Le Temple des Trois Veilleurs
La nuit était noire, mais constellée d’étoiles. Le vent portait une voix ancienne.
Au sommet d’une montagne oubliée, un Temple sans toit dressait ses deux colonnes.
Elles veillaient depuis des siècles, immobiles, silencieuses, éternelles.
Jakin, colonne de l’aube, se tenait à droite. Elle était haute, droite, lumineuse, forgée dans la pensée pure.
Sa voix, quand elle parlait, résonnait comme un chant d’orgue, faite de certitude et d’ordre.

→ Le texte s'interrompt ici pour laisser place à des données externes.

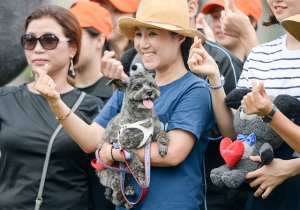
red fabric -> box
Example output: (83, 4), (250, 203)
(220, 138), (244, 167)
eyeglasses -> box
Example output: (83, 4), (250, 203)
(21, 34), (70, 50)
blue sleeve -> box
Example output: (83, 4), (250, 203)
(93, 90), (124, 128)
(168, 84), (214, 139)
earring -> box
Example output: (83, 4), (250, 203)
(70, 58), (76, 77)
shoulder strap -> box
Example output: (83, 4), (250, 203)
(34, 92), (86, 210)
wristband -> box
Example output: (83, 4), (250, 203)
(206, 74), (225, 89)
(110, 145), (117, 162)
(56, 109), (72, 121)
(261, 104), (277, 122)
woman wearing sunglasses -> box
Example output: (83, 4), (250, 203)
(35, 0), (214, 210)
(0, 5), (103, 210)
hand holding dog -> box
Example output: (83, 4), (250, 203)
(246, 156), (293, 199)
(241, 80), (273, 116)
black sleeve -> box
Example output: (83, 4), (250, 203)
(121, 47), (137, 76)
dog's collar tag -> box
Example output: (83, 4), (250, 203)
(118, 118), (153, 148)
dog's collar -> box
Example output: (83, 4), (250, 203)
(118, 118), (153, 148)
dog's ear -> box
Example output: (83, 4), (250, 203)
(106, 79), (128, 92)
(274, 94), (300, 118)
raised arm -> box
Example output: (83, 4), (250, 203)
(35, 64), (104, 153)
(188, 37), (237, 139)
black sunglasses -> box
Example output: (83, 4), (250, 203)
(21, 34), (70, 50)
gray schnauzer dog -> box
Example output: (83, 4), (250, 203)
(97, 68), (169, 209)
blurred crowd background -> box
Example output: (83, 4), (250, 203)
(7, 0), (284, 85)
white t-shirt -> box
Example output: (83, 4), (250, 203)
(237, 35), (300, 157)
(237, 35), (300, 100)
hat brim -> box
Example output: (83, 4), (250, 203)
(201, 2), (224, 15)
(118, 17), (206, 42)
(280, 16), (300, 42)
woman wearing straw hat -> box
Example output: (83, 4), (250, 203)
(32, 0), (214, 210)
(189, 0), (300, 210)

Boaz, colonne du crépuscule, se tenait à gauche. Elle était massive, dense, enracinée dans le sol.
Elle murmurait comme la mer, faite de mémoire et d’intuition.
Depuis l’aube du monde, elles attendaient. Car un jour, disait la prophétie, viendrait celui qui les unirait.
Celui que l’on n’enseigne pas, mais qui se découvre. Un pilier vivant, un voyageur de chair et d’esprit, capable de porter en lui la tension de leurs opposés.
Il s’appelait Orion.
Orion ne savait rien. Ni le nom des pierres, ni la langue des rituels.
Mais il marchait. Toujours. Et en lui, il y avait un vide. Un appel. Une soif.
Il parvint enfin aux deux colonnes, un soir d’équinoxe. Il les contempla longuement.
« Qui êtes-vous ? » demanda-t-il.
Boaz répondit :
— Je suis la force des origines. Je contiens la nuit, la mère, la mémoire, la chute, le silence.
Jakin répondit :
— Je suis la lumière du devenir. Je tends vers le ciel, vers la loi, vers le mot, vers le futur.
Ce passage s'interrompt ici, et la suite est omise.